Tied-arch bridge that crosses the Mississippi River in Minneapolis

The Lowry Avenue Bridge is a steel tied-arch bridge over the Mississippi River in Minneapolis, Minnesota, completed in October 2012.

==History==
The original structure was built in 1905 and utilized a 5-span truss bridge design. This bridge lasted 51 years until it became too weak to carry traffic.

In 1958, five new truss spans were built in this location, using the same piers but raised 20 feet to allow navigation on the upper Mississippi River.
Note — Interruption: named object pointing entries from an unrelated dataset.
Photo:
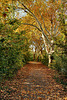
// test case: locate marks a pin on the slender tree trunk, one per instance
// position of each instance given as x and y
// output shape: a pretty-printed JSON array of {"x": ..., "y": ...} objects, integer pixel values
[{"x": 49, "y": 57}]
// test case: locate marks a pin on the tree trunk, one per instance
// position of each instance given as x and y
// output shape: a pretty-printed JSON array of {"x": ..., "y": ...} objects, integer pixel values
[{"x": 49, "y": 58}]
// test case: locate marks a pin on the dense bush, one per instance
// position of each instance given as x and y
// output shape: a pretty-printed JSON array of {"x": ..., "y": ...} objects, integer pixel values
[
  {"x": 13, "y": 51},
  {"x": 60, "y": 63},
  {"x": 45, "y": 60}
]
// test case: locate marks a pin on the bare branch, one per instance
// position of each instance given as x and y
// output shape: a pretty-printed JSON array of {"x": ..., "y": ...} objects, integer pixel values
[
  {"x": 36, "y": 21},
  {"x": 57, "y": 34},
  {"x": 44, "y": 23}
]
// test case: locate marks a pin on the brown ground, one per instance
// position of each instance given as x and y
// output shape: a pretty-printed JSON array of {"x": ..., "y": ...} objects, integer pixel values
[{"x": 33, "y": 82}]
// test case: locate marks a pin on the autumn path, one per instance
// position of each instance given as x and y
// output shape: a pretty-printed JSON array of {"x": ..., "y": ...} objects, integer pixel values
[{"x": 33, "y": 82}]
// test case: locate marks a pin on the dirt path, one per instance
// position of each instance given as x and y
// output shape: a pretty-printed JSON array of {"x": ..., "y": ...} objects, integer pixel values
[{"x": 33, "y": 82}]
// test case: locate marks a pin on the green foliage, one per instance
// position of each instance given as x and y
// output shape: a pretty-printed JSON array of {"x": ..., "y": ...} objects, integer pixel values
[
  {"x": 45, "y": 60},
  {"x": 13, "y": 51},
  {"x": 60, "y": 63}
]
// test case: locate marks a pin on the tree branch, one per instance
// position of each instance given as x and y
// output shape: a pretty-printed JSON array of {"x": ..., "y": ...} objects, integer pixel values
[
  {"x": 36, "y": 20},
  {"x": 32, "y": 25}
]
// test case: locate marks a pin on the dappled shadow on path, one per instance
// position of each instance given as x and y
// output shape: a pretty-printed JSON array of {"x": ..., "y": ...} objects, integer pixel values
[{"x": 33, "y": 82}]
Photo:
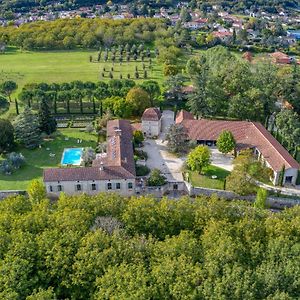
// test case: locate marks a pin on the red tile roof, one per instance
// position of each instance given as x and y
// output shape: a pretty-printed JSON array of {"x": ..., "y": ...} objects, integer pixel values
[
  {"x": 246, "y": 134},
  {"x": 151, "y": 114},
  {"x": 136, "y": 126},
  {"x": 183, "y": 115},
  {"x": 118, "y": 164},
  {"x": 86, "y": 174}
]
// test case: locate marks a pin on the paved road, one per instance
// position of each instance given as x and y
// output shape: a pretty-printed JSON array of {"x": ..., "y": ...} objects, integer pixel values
[
  {"x": 171, "y": 165},
  {"x": 159, "y": 157}
]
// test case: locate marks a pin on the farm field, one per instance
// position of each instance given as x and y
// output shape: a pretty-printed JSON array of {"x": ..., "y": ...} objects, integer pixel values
[
  {"x": 65, "y": 66},
  {"x": 38, "y": 159},
  {"x": 206, "y": 180}
]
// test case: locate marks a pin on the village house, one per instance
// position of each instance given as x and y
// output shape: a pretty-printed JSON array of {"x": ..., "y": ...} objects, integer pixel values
[
  {"x": 113, "y": 171},
  {"x": 151, "y": 122},
  {"x": 280, "y": 58},
  {"x": 248, "y": 135}
]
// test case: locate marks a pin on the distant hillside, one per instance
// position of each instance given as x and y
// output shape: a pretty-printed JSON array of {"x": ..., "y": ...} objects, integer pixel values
[{"x": 268, "y": 5}]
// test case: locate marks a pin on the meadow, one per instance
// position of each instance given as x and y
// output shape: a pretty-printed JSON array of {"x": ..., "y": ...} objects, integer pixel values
[
  {"x": 38, "y": 159},
  {"x": 64, "y": 66}
]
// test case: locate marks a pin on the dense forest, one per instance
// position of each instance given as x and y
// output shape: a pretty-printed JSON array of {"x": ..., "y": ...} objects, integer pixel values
[
  {"x": 86, "y": 33},
  {"x": 109, "y": 247}
]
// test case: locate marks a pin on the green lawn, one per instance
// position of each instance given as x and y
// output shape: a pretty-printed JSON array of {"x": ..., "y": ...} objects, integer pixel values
[
  {"x": 205, "y": 180},
  {"x": 65, "y": 66},
  {"x": 38, "y": 159}
]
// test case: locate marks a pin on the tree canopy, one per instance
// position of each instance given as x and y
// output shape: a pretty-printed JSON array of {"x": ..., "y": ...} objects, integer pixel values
[
  {"x": 226, "y": 142},
  {"x": 109, "y": 247},
  {"x": 198, "y": 158},
  {"x": 6, "y": 135}
]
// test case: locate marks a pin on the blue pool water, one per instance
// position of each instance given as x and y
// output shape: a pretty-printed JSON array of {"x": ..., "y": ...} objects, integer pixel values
[{"x": 72, "y": 156}]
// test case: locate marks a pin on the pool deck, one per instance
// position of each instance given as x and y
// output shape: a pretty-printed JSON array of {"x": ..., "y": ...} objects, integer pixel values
[{"x": 76, "y": 160}]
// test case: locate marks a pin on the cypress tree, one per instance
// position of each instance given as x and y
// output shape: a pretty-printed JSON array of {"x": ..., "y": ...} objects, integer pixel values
[
  {"x": 27, "y": 129},
  {"x": 17, "y": 106},
  {"x": 47, "y": 123}
]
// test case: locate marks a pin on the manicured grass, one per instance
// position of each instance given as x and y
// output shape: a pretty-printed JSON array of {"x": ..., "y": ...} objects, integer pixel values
[
  {"x": 65, "y": 66},
  {"x": 205, "y": 180},
  {"x": 38, "y": 159}
]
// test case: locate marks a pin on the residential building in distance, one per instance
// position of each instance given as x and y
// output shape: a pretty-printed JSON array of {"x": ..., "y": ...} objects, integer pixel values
[
  {"x": 248, "y": 135},
  {"x": 151, "y": 122}
]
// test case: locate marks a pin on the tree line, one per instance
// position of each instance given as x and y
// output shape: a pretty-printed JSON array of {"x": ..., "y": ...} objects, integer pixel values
[
  {"x": 109, "y": 247},
  {"x": 122, "y": 97},
  {"x": 83, "y": 33},
  {"x": 228, "y": 86}
]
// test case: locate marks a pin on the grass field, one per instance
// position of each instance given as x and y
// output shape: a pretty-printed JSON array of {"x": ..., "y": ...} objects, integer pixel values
[
  {"x": 38, "y": 159},
  {"x": 205, "y": 179},
  {"x": 64, "y": 66}
]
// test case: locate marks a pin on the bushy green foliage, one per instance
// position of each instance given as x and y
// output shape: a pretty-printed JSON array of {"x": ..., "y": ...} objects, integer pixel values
[
  {"x": 226, "y": 142},
  {"x": 141, "y": 170},
  {"x": 138, "y": 137},
  {"x": 183, "y": 249},
  {"x": 176, "y": 138},
  {"x": 69, "y": 34},
  {"x": 138, "y": 99},
  {"x": 261, "y": 198},
  {"x": 6, "y": 135},
  {"x": 156, "y": 178},
  {"x": 198, "y": 158},
  {"x": 27, "y": 129},
  {"x": 225, "y": 85}
]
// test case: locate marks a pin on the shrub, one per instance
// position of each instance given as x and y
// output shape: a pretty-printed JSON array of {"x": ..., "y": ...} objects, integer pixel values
[
  {"x": 156, "y": 178},
  {"x": 141, "y": 170},
  {"x": 141, "y": 154},
  {"x": 16, "y": 160},
  {"x": 6, "y": 167}
]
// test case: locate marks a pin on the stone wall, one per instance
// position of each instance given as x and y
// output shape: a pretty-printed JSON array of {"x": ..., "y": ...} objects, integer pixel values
[{"x": 5, "y": 194}]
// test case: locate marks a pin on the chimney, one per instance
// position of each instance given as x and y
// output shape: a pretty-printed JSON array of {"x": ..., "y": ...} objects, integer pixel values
[
  {"x": 118, "y": 131},
  {"x": 101, "y": 168}
]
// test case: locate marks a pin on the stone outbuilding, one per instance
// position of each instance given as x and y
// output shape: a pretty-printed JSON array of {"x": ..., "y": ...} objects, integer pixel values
[{"x": 151, "y": 122}]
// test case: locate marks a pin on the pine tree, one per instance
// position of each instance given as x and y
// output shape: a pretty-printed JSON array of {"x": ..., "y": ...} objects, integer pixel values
[
  {"x": 27, "y": 129},
  {"x": 47, "y": 123}
]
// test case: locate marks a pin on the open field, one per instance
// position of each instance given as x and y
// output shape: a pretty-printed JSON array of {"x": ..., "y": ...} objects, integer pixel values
[
  {"x": 205, "y": 180},
  {"x": 65, "y": 66},
  {"x": 38, "y": 159}
]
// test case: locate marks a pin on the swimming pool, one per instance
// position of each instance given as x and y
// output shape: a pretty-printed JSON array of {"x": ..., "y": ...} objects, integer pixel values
[{"x": 72, "y": 156}]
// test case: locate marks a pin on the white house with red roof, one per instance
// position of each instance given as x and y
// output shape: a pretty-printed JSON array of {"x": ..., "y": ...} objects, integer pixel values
[
  {"x": 113, "y": 171},
  {"x": 151, "y": 122},
  {"x": 248, "y": 135}
]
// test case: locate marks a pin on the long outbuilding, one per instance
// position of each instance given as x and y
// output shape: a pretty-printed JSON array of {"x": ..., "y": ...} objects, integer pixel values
[{"x": 248, "y": 135}]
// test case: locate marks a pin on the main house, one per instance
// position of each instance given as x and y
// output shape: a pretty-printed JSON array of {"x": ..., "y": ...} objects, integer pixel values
[
  {"x": 248, "y": 135},
  {"x": 110, "y": 171}
]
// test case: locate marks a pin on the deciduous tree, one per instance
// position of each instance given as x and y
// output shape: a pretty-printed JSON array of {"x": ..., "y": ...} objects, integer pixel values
[{"x": 198, "y": 158}]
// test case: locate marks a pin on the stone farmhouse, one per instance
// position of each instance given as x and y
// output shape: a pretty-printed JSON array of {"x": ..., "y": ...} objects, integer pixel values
[
  {"x": 248, "y": 135},
  {"x": 113, "y": 171},
  {"x": 151, "y": 122}
]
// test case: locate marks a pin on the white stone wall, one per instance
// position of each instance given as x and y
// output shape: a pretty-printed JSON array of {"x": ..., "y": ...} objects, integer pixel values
[
  {"x": 151, "y": 128},
  {"x": 69, "y": 187},
  {"x": 287, "y": 173}
]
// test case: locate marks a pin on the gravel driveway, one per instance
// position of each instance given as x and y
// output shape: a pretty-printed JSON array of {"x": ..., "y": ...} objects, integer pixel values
[{"x": 158, "y": 156}]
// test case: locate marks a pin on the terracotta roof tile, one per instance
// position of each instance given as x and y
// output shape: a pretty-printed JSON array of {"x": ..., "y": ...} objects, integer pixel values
[
  {"x": 118, "y": 164},
  {"x": 151, "y": 114},
  {"x": 246, "y": 134}
]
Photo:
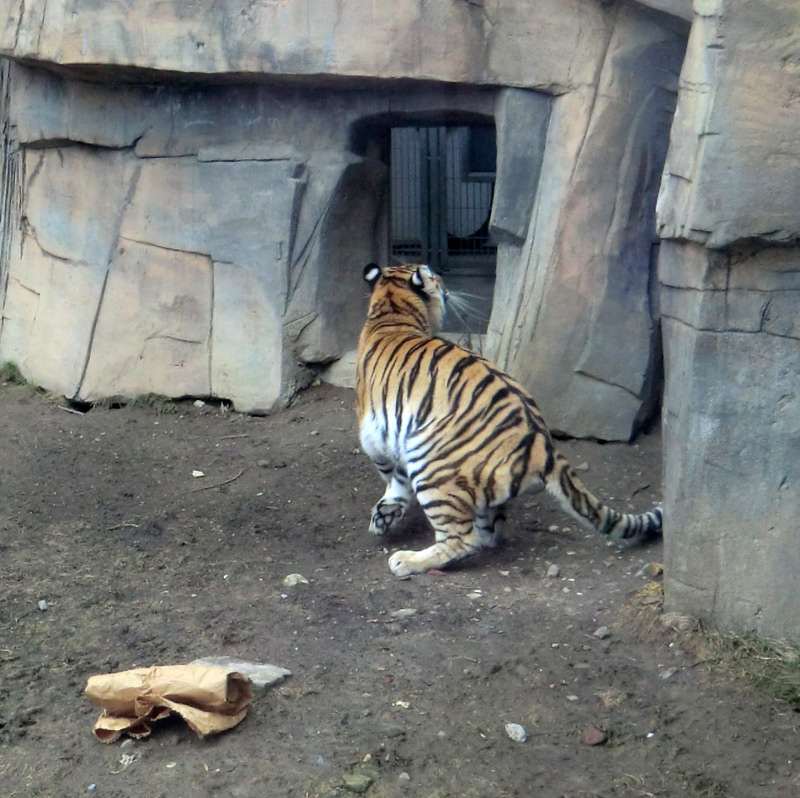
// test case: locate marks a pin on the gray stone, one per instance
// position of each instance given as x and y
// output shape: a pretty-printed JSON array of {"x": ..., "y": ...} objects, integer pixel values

This bridge was notable in that it had a steel grid deck where the river was visible directly through the mesh, as opposed to the (currently) more common concrete deck.

Lead-based paint was removed from the bridge during a 2004 repainting effort and the steel grid deck was replaced in 2003. At this time, the bridge was expected to be replaced in the mid-2010s, and community meetings were held in 2007 to choose a design for the new span. However, the timetable to replace the bridge was accelerated as the condition of the 100-year-old piers deteriorated.

During the 2004 repainting, engineers discovered that the pier 3 bearings (east side of navigation channel) had displaced roughly 11 inches east of their original location as a result of unexpected movement of that pier (west) towards the main river channel. Hennepin County contracted with Wiss, Janey, Elstner and Associates (WJE) to investigate and report on the cause and extent of damage. The consultant's report concluded that evidence suggested the pier underwent many years, perhaps 50, of creep deflection due to sustained lateral earth pressure at the foundation which was held in check by the bearing assemblies. The bearing assemblies ultimate strength was finally overcome sometime in 2004 which allowed the unrestrained and rapid movement of the pier. The structural engineers at WJE were unable to predict the magnitude of future pier displacements.

Hennepin County, which owns and maintains the bridge, closed the bridge at 10:00 AM on April 25, 2008, due to safety concerns. Controlled explosions were used to demolish the bridge spans 14 months later on the morning of June 21, 2009.

Construction of the $80 million replacement bridge began early 2010 and was opened for traffic on October 27, 2012, at a cost of $104 million. The bridge includes a protected, 12 ft shared-use path on both sides for pedestrians and bikes.